The case against Arby’s was filed in November, 2002. It involves the A.D.A. non-compliance of approximately 773 Arby’s restaurants owned by RTM Operating Co., Inc. and affiliates in the United States, Puerto Rico and U.S. territories. “Access Now” seeks the removal of architectural barriers in the restaurants. That will allow the disabled better access to a major restaurant chain.

The parties submitted a proposed Settlement Agreement on August 6, 2004. Judge Jose E. Martinez certified the class action on November 9, 2004. He has scheduled a Fairness Hearing (as required by law). The hearing will take place on April 7, 2005 at 10:00 a.m. at 300 N.E. 1st Avenue in the Central Courtroom, in the court room of Judge Martinez.

We are facing several objections to the settlement of this class action lawsuit, including objections as to the adequacy of “Access Now, Inc.” to represent the class. In this regard, it is very important that a large number of members of “Access Now” appear at this hearing, to clarify for the judge that we do indeed represent persons with a wide variety of disabilities beyond mobility, such as vision impairment, hearing impairment, psychological impairment, etc., etc.

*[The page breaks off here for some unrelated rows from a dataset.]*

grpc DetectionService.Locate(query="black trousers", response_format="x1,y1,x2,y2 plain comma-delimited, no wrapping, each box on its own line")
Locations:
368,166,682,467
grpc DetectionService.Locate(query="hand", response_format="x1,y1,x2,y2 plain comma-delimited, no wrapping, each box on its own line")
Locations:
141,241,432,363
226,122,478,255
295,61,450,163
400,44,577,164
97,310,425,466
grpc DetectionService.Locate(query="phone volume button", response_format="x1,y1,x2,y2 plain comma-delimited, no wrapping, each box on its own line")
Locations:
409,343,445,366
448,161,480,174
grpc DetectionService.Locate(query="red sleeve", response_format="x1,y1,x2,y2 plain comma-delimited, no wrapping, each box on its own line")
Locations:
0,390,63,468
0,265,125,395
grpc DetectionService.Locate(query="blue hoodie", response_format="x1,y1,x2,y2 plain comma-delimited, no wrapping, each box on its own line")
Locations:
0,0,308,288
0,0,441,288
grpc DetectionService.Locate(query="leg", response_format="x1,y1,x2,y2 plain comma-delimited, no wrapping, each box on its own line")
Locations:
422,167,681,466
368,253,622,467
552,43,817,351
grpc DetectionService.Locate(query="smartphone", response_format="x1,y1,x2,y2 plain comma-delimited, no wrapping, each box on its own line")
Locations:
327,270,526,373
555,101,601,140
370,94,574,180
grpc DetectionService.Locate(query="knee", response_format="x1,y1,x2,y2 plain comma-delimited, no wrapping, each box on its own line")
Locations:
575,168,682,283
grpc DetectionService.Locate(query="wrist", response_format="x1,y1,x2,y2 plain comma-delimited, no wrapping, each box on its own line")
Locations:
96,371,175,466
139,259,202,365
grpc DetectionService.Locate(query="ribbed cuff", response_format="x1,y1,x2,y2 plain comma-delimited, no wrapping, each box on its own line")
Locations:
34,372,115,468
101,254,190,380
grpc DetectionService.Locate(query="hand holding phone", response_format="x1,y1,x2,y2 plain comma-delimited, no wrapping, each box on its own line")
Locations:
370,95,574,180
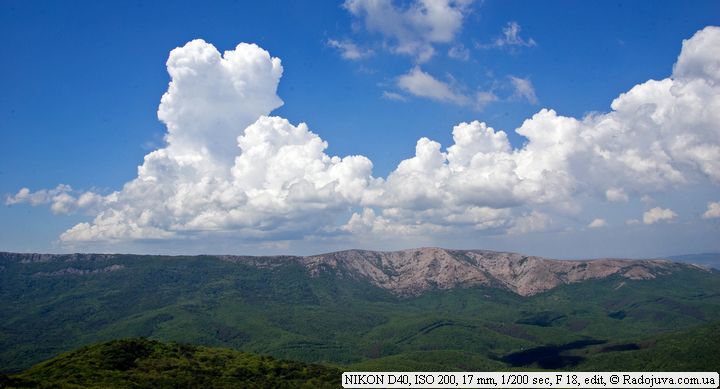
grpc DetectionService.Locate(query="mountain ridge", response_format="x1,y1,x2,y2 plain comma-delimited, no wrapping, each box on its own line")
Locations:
0,247,712,296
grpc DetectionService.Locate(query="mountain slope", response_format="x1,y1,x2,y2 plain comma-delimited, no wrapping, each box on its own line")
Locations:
302,248,706,296
0,339,342,388
0,251,720,372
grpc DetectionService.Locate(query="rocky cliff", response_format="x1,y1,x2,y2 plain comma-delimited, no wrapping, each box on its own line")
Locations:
302,248,708,296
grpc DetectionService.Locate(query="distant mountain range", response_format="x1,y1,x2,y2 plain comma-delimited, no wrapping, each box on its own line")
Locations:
667,253,720,270
0,248,720,373
7,247,720,296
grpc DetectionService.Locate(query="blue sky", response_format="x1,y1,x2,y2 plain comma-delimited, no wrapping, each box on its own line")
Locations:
0,1,720,257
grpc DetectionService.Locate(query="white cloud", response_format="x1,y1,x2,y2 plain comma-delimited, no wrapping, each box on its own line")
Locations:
397,66,470,105
703,201,720,219
381,91,407,101
6,25,720,247
605,188,630,202
344,0,471,62
396,66,499,110
448,44,470,61
509,76,538,104
327,39,373,61
508,211,552,234
588,218,607,228
643,207,677,224
478,21,537,48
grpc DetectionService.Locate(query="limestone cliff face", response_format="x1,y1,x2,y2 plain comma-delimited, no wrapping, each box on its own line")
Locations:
301,248,702,296
0,248,710,296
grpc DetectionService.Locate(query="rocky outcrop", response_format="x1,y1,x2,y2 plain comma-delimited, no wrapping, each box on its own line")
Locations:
302,248,688,296
0,247,710,296
33,264,125,277
0,252,117,264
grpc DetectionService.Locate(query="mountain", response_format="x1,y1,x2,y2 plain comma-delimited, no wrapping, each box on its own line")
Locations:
0,248,720,373
299,248,706,296
0,338,342,388
667,253,720,270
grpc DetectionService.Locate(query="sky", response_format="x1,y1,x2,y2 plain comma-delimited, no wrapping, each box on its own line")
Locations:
0,0,720,258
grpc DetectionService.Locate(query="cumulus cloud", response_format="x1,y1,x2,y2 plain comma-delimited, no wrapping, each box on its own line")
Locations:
6,26,720,246
703,201,720,219
605,188,630,202
509,76,538,104
588,218,607,228
448,45,470,61
343,0,472,62
478,21,537,48
397,66,470,105
643,207,677,224
396,66,499,110
327,39,373,61
381,91,407,101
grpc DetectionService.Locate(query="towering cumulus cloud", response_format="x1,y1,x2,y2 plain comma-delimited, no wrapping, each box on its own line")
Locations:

Additionally, if you, as a member of “Access Now”, have experienced any incident of accessibility discrimination at any Arby’s restaurant, we urge you to let us know. This is very important, indeed critical, to Access Now’s obtaining approval of this settlement. If you have any questions about any of this, please do communicate with us.


This is an area of A.D.A. law about which too little is known and, even when known, it is seriously misunderstood. Our database reflects a growing number of members who have service dogs and the complaints that come to us from all over the nation are increasing daily. For those of you who may not be familiar with this aspect of the A.D.A., service dogs are no longer limited to what was known for years as seeing-eye dogs or guide dogs for the blind. These remarkable animals now come in all shapes and sizes and they are trained to perform an astounding variety of tasks for their owners, including seeing, hearing, balance, psychiatric functions as well as those who are trained to alert their owners to an oncoming epilepsy seizure! All these amazing animals are becoming increasingly important to their owners, in many cases as important as wheelchairs or other assistive devices, and they are recognized by and covered under the A.D.A. We continue to try to locate attorneys nationwide who are knowledgeable on this issue and we shall continue to refer and monitor these cases.